Loading the Tokenizer and Model:

model_name = "allenai/longformer-base-4096"
tokenizer = AutoTokenizer.from_pretrained(model_name)
model = AutoModelForQuestionAnswering.from_pretrained(model_name)

Loads the tokenizer and model for the Longformer, which is capable of handling long contexts up to 4096 tokens.

Tokenizing the Dataset:

def preprocess_function(examples):
   inputs = tokenizer(
       examples["question"],
       examples["context"],
       max_length=4096,
       truncation=True,
       padding="max_length",
       return_offsets_mapping=True,
   )
   offset_mapping = inputs.pop("offset_mapping")
   start_positions = []
   end_positions = []

   for i, answer in enumerate(examples["answers"]):
       start_char = answer["answer_start"]
       end_char = start_char + len(answer["text"])
       sequence_ids = inputs.sequence_ids(i)
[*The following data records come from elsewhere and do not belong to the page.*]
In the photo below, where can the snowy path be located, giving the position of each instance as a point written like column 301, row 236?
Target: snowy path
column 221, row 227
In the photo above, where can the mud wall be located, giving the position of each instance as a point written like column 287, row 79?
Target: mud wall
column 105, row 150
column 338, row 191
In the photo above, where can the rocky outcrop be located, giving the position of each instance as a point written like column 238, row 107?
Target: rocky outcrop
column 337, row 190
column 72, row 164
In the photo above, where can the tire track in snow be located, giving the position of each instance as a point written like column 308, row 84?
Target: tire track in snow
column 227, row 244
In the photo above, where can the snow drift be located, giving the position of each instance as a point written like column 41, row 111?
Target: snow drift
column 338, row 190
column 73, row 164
       # Find the start and end of the context
       idx = 0
       while sequence_ids[idx] != 1:
           idx += 1
       context_start = idx
       while sequence_ids[idx] == 1:
           idx += 1
       context_end = idx - 1

       # If the answer is out of the context, label it (0, 0)
       if not (offset_mapping[i][context_start][0] <= start_char and offset_mapping[i][context_end][1] >= end_char):
           start_positions.append(0)
           end_positions.append(0)
       else:
           start_idx = context_start
           while offset_mapping[i][start_idx][0] <= start_char:
               start_idx += 1
           start_positions.append(start_idx - 1)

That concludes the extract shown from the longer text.